# No Longer Posting



## TeguBuzz (Feb 15, 2013)

Hello everyone, 

This may not phase any of you, but I will no longer be posting comments or new threads here - at least not for now. Lately I have seen too many "kids" so to speak, that don't like the honest truth and all sorts of things like that. The fact that these kids start crying and complaining when someone calls them out on what they're doing wrong, has begun to irk me to quite an extent. I will keep this as short and simple as I possibly can. 

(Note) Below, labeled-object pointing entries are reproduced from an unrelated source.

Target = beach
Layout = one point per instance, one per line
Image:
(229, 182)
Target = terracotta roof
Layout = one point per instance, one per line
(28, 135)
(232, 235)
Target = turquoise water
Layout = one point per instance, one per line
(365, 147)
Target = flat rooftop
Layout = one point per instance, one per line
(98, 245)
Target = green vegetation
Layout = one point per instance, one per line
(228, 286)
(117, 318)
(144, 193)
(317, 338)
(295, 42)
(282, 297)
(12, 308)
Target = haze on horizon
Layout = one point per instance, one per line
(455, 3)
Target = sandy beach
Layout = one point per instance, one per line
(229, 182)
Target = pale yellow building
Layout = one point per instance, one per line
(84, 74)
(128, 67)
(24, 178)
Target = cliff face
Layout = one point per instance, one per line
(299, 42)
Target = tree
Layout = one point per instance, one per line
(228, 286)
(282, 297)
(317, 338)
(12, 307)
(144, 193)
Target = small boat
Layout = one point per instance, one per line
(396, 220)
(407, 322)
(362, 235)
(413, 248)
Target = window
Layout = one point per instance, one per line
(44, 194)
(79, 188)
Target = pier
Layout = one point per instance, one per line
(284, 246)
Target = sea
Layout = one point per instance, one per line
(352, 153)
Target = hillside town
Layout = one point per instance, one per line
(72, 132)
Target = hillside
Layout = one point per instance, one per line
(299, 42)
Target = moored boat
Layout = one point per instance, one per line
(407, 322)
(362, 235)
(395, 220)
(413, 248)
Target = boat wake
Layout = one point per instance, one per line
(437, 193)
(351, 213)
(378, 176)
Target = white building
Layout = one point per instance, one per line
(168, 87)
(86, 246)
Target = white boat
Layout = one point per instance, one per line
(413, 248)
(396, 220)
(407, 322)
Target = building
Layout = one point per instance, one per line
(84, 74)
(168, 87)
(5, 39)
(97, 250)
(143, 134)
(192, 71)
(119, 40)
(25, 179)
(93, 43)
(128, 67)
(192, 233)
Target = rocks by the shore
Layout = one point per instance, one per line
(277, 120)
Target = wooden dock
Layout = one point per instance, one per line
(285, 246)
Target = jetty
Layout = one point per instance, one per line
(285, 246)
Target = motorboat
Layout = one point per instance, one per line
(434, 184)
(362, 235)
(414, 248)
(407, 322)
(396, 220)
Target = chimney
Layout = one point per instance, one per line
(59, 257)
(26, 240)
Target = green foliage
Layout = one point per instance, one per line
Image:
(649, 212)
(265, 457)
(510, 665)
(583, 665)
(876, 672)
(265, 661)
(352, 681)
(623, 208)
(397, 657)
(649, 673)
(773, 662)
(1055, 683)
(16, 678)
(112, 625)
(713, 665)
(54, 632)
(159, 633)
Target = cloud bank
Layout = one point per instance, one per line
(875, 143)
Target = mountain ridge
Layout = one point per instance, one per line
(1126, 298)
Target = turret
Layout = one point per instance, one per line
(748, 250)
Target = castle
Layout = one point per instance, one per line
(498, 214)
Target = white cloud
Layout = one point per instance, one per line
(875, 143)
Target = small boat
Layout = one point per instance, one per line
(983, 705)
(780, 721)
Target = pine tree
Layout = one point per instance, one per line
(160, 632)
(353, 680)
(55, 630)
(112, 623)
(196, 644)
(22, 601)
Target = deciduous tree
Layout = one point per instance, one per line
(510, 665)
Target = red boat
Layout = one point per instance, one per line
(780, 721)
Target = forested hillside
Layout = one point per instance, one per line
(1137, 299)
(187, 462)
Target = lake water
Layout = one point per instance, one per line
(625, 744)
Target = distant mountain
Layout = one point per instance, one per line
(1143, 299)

I will visit Tegu Talk occasionally and read posts from here on out, but will no longer be posting. The close to 3 years that I have been here were very much enjoyable, but the company of incompetent and irresponsible owners who are not willing to listen has exceeded my personal tolerance level. Many of my friends on this forum have stopped posting here (not just the recent ones, but ones that stopped months back). I consider many of you who are still here to be close acquaintances and friends of mine, but I've seen too many kids who cry excessively in recent times.

Josh, you have always been helpful when I needed help, and if you're reading this - I want you to know that I mean no disrespect to you or the other mods on here by posting this thread. To the rest of you - never hesitate to PM me, I will always respond as I get email notifications to my phone when someone sends me a PM. 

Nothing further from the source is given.